Last summer, the Obama campaign began supplementing that network with hundreds of its own workers. In previous years, that grass-roots army would have been starting from scratch just a few months out from Election Day. “Local party leaders are always skeptical whenever the national party comes down in the last minute and says, ‘This is the way it’s going to be,’” state Democratic Party Chairman Jerry Meek said. “The regional political directors have become permanent intermediaries between local leaders and the national party, so that hostility toward outsiders no longer exists.”

Even before the presidential race, Meek saw the rewards of a beefed-up staff, as Democrats widened their majorities in the state Legislature and picked up sheriff and county commissioner spots in traditionally Republican western North Carolina in 2006. That has made it easier for the state party to field candidates in other Republican- dominated areas. It helps explain how Democratic state Sen. Kay Hagan was able to handily defeat North Carolina Sen. Elizabeth Dole (R) this week.

“I didn’t think there was ever any question that the 50-state strategy was going to pay off,” Meek said. “The surprise is that it’s paying off so fast.”

The 50-state strategy did more than fatten state party payrolls. After fixing the DNC’s glitch-plagued voter file, Dean opened it to state parties free of charge and insisted they learn to use it, sending holdouts to remedial training in Cleveland. “We got technology that predicted with 85 percent certainty how someone would vote based on their credit card [purchases],” Dean said. “The Republicans had that for years.”

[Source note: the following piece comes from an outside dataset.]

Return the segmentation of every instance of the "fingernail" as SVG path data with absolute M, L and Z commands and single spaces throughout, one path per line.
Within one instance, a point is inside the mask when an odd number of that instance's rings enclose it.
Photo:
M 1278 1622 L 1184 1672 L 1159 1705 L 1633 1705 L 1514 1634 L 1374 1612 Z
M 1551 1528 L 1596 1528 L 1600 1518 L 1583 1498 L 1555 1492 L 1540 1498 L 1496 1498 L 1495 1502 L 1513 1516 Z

Dean is reluctant to take credit for Obama’s red-state victories. “The reasons why we’re doing well in these states has more to do with him than with me,” he said in an interview just before Election Day. “It was fortuitous that we complemented each other … you have someone running the party with a 50-state strategy and a candidate with the ability to appeal across a lot of the lines that the Republicans drew in America.”

Indeed, most of Obama’s success in the red states is his own. His grass-roots forces ultimately dwarfed the DNC organizing effort, and his message was designed to transcend the partisan divide. But that’s just evidence that Dean’s 50-state strategy, once widely derided as a costly diversion, is on its way to becoming party orthodoxy.

Emanuel and Carville declined to comment.

Dan Gilgoff is politics editor at Beliefnet.com, where he writes the God-o-Meter blog.